The next morning, without hurry, the village women come for us. Once we are all gathered together they escort us to the cemetery. The men and children are waiting for us outside the cemetery gates. We women, with an unspoken intent, enter and walk amongst the graves. We stop at mine.

She kneels beside me. No one offers her anything to kneel on. She reaches over and takes up a handful of dirt from my grave, as her mother had instructed her to do. She looks at the village women in search of approval. She sees no signs of encouragement or caution from them. It is for her to do. She stands up, holding the handful of dirt above her head. She opens her hand with thoughtfulness, laced liberally with a sense of the ridiculous, and lets the dirt sprinkle over her. Her mother tutored her well. 

The village women circle around her and judiciously dust the dirt from her. I watch her allow the many hands touch her. By the time the women finish not a speck of earth remains on her. The village men and children break into exuberant song and welcome us as we proceed back to the cemetery gates. 

She thinks that this is about respect for a weird tradition. An obligation she will fulfil and can then forget. But she feels more obligated, not less. Her mother tried to prepare her but she had not believed. 

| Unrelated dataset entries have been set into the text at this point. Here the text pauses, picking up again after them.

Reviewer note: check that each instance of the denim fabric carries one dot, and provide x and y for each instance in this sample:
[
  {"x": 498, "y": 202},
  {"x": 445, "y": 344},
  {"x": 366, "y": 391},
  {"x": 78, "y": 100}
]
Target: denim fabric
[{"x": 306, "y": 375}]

She cannot contain herself any longer.  As we slowly pass through the cemetery gates she turns to a village woman walking beside her.  The woman is similar in age to herself.

 ‘What has gone on here?’ She says. ‘My mother told me she would explain when I got home but I’d like to know now. There is something important here that I am missing.’

‘Your mother must have worried about frightening you for her not to tell you,’ comes the woman’s reply, ‘are you sure you want to know right now?’

‘I think so.’ She says.

‘Rest here with me then.’ The woman says, indicating a nearby low bench.  ‘I will ask you a question, then you ask me one, alright?’ They sit down together, each half turned towards the other. A calm descends over them despite the festivities that are beginning.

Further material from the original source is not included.